Filmmakers Seth Rogen and Evan Goldberg deliberately larded their upcoming film
This Is The End with unbelievably graphic content, in expectation of getting an NC-17 rating. Yet even the directors were flabbergasted when their movie was given an R – more proof of how worthless the current movie ratings system is.
According to the
Los Angeles Times,
This Is The End contains multiple sex scenes, including one between a demon sporting an enormous erection and a human being. "As long as it's a demon, you can have an erection?" said Goldberg in astonishment. Rogen stated that he just assumed the MPAA would tell them to cut out scenes of the demon’s genitals -- but no one at the MPAA said a word. Instead, the film was given an R rating for "crude and sexual content throughout, brief graphic nudity, pervasive language, drug use and some violence."

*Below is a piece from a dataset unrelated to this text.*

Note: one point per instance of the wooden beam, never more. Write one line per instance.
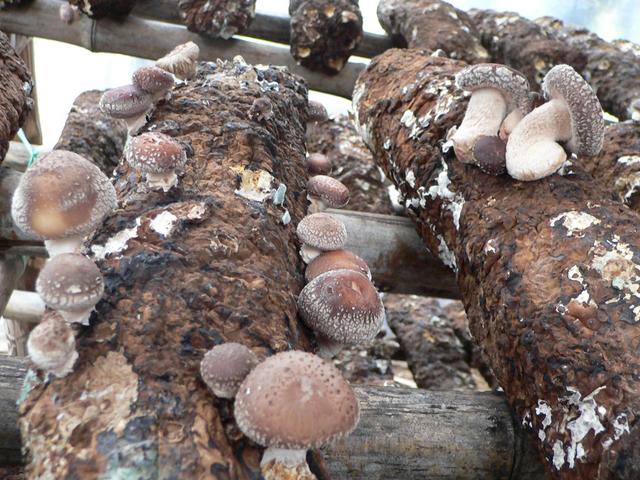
(403, 433)
(151, 39)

Like many other Hollywood insiders, Rogen and Goldberg are experts at manipulating the Motion Picture Association of America’s film rating board; but this time, no manipulation was needed. The two filmmakers confessed that their plan was to cram in excessive amounts of explicit content -- and then, when the MPAA rated the film NC-17, to snip out a tiny bit of the content, thus obtaining a lower rating of R. But the MPAA decided the entire film was fine as is. This is a long-standing game the MPAA has played…and the result has been ever-more graphic content receiving ever-lower ratings, with families and children the victims.

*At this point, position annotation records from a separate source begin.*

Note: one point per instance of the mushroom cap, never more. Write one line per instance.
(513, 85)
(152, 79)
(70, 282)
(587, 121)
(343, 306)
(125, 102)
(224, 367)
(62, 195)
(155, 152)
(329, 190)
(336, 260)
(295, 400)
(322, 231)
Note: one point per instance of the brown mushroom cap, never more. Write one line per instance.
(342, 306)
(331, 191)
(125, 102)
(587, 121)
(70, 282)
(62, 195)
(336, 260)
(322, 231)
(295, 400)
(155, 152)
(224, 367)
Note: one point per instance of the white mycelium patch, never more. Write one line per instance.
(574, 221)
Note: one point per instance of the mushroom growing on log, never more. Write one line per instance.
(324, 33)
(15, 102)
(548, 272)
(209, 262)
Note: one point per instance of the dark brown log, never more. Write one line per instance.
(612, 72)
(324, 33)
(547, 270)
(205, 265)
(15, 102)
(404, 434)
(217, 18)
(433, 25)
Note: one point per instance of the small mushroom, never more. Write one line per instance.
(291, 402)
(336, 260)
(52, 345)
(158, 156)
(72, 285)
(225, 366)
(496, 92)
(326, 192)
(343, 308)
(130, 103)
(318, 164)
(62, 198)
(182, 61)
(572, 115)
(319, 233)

Notably, the story -- carried in the
Times’ print edition under the title, “What happened to that NC-17?” -- has been re-titled on the
Times’ website, no doubt in an effort by the
LAT to spare the MPAA embarrassment. But it is past time the media stop covering for the utterly ineffective movie ratings system, and start demanding wholesale reform. In response to the news that his movie received an R, even Goldberg himself said, "The whole ratings system in America doesn't make any sense. They let you get away with sex and with violence…but this is ludicrous." What does it say about the MPAA, when even a film INTENDED to be rated NC-17 isn't?